Slip me some skin
Glass, Human tissue (Cells and tissue, cultured from tissue taken via biopsy) polyeurathane, acrylic, flock.
Fangs (left) is held in the Ken Fehily Collection
Created from Residency at SymbioticA, the Art and Science Collaborative Research Laboratory with support from The Australia Council for the Arts.
In obtaining parts of peoples’ bodies and culturing them, this work sought to question and challenge the boundaries of body ownership. Considering that we are not legally able to own our own bodies or the bodies of others, I was interested to see if it was possible to own the fragment of the body that I had scientifically manipulated; be it my own body or someone else’s. Do I have the right to manipulate it, kill it, or financially gain from it? (All of these things I am able to do). How much of a person’s body would I have to grow for it to be considered their body rather than a waste material?
The resulting work Slip me Some Skin, involved excess cosmetic surgical tissue taken from an anonymous donor. In doing so it involved a further exploration of the body, and it’s components as commodity. Because unlike working with my own body, the work engaged with tissue from a less personal perspective, it was an engagement with an unknown other, in a similar way that recipients of organ donation are faced with abject tissue from an anonymous body. It also draws from attitudes towards flesh in primitive history, and later Christianity, as well as attitudes towards tissue reliquaries.

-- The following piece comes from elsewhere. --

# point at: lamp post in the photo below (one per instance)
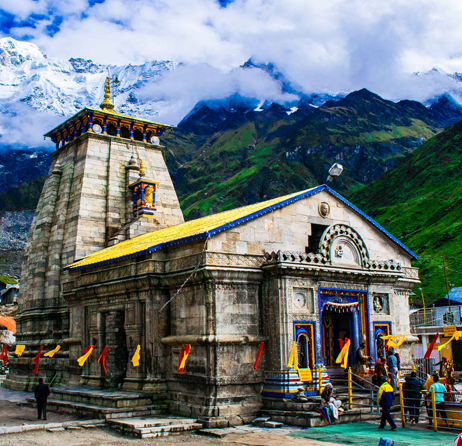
(423, 301)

The tissue specimen in this work was a piece of skin removed from the breast of a female donor. On August the 3rd at 6:00pm I collected the specimen from the hospital and took to the UWA SymbioticA Lab to harvest. Surprisingly, harvesting and culturing this tissue involved a much more heightened and subjective experience than working with my own body. The sheer quantity of tissue, its still warm temperature and its origins in another body contributed to an intense experience, which alienated me enough from it to firmly re-embody me within myself.

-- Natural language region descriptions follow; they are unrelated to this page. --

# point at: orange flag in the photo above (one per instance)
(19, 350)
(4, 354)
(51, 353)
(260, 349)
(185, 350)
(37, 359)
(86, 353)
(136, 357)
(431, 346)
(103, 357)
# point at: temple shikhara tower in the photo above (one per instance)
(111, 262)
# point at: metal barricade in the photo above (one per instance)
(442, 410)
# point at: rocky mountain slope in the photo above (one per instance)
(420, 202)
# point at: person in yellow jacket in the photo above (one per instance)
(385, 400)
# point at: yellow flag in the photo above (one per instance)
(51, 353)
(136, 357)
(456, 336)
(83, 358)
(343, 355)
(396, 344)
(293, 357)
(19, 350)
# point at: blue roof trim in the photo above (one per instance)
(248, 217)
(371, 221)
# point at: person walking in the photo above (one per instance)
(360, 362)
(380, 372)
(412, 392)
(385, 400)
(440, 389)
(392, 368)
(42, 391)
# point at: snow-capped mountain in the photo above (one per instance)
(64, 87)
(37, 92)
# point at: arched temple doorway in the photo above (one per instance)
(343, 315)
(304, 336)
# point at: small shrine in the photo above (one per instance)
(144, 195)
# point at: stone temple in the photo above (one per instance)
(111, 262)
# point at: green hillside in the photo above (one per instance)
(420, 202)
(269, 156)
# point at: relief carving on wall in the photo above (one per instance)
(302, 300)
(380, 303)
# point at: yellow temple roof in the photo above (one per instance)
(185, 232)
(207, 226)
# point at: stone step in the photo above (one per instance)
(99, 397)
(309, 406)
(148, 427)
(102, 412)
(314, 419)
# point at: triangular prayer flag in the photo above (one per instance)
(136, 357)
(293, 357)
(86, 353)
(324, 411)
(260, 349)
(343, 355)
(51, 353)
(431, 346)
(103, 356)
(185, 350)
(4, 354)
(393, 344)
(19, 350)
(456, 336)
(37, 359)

Throughout the process of harvesting the tissue, which took approximately five hours, the repetitious actions of mincing down the tissue (with scissors) and centrifuging began to make me question if I was a part of the conveyer belt of the tissue economy itself, mindlessly processing human tissue for absurd means. I felt the tissue should be with the anonymous donor, whose motives to be involved in the project I would never know. I began to obsess about her identity, and immediately felt I understood, on a basic level, a kind of psychological distress that organ recipients may feel. I imagined the incorporation of this tissue into my own body would have a strong impact on my sense of self.
I harvested enough tissue to grow an abundant amount of cells from. The remaining tissue I used as armatures for the harvested cells. Through coating the tissue in a layer of fibroblasts - sealing the outer tissue with inner scar tissue. In this way, sealing the skin tissue with fibroblast tissue, and the anointing of my body with my skin cells (in HE BEING DEAD YET SPEAKETH) are both acts of inscribing the scientific body onto the literal, physical (social) body, through their layering of the internal body onto the external one.
Two tissue forms were created from the donated tissue specimen – vampire fangs and a crucifix. In adopting popular iconography of vampire fangs I sought a playful form with which to engage ideas of the use and ‘consumption’ of human tissue through biotech and biomedical practices. Alternatively, the crucifix engages ideas of ritual and sacrifice, a reading reinforced by the presentation of the tissue in glass vessels, reminiscent of ritual sacrifice vases and amulets.
Tissue reliquaries appear of each side of the space, revered as relics within a church or sacred space. The reliquaries frame a video projection of animated footage taken throughout the laboratory process. In the footage, the tissue pieces are suspended in transparent agar, in a petri dish which is held upright, between my fingers. They forms appear to have a life of their own, as they rotate, flickering, between my fingers, morphosing between fangs and crucifix as if possessed.
The presentation of these once-living preserved forms also illustrates the actual limitations of our technological expertise over life. Though the work involves processes of growth, the cells inevitably end in death; a transition of the body from a living subjective entity to a thing for the taking/growing/breeding for biomedical capital, or in this case, artistic form.